The culture shock was even greater for the Zambians.

“Every day people pointed and shouted ‘muzunga’, which means white person. They would pull at the hair on our arms and legs because they have no hair,” said Gavin.

“We think we are struggling, and some people are, but when you put it in context, most of our issues can be solved. There is no way out for them. What can you do when both your parents are dead and you have HIV, only hope it doesn’t turn into AIDS. They were still so cheerful, every time you asked how they were, the answer was always ‘I am fine’, we were so humbled,” Gavin said.

“Most of us would get on a plane and go back. Those 15 days changed us, we all want to do more volunteer work,” said Cathal.

Since 2002, the school have organised a trip to Zambia every two to three years, in a tradition begun by Edmund Rice Development in 1964.

Fundraisers began last September, which raised €16,000, paying for fares and donations made directly to trusted volunteers in Zambia.
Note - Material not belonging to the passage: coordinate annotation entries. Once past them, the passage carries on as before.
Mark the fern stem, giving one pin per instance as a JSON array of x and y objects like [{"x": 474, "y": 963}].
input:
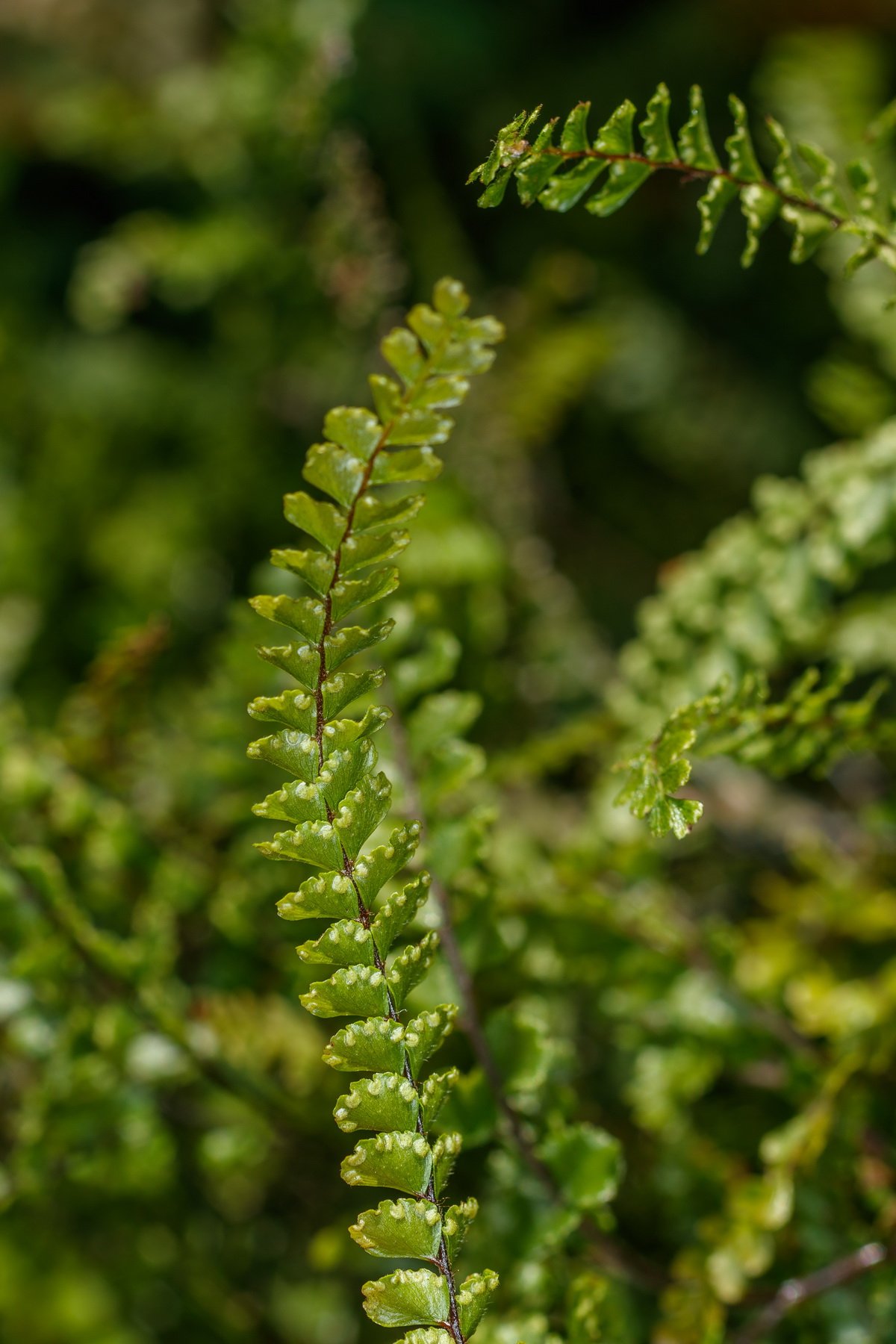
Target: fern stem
[
  {"x": 364, "y": 914},
  {"x": 618, "y": 1260},
  {"x": 691, "y": 174},
  {"x": 797, "y": 1290}
]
The group also brought out clothes, toys and books, all donated from Laois.

Ruairi who teaches in Portlaoise Comhaltas, brought out forty tin whistles donated by the group, to a women’s prison, who previously had got donations of banjos and violins.

The boys also brought camogie jerseys from Scoil Mhuire Portlaoise.

Ms Brennan is proud of the group.

“I am proud of the work they put in before they left and while they were there, it was an absolute pleasure to travel and work with them. It’s not only us who are proud, but their parents, families, the people of Portlaoise, and Laois who support the Zambian projects,” she said.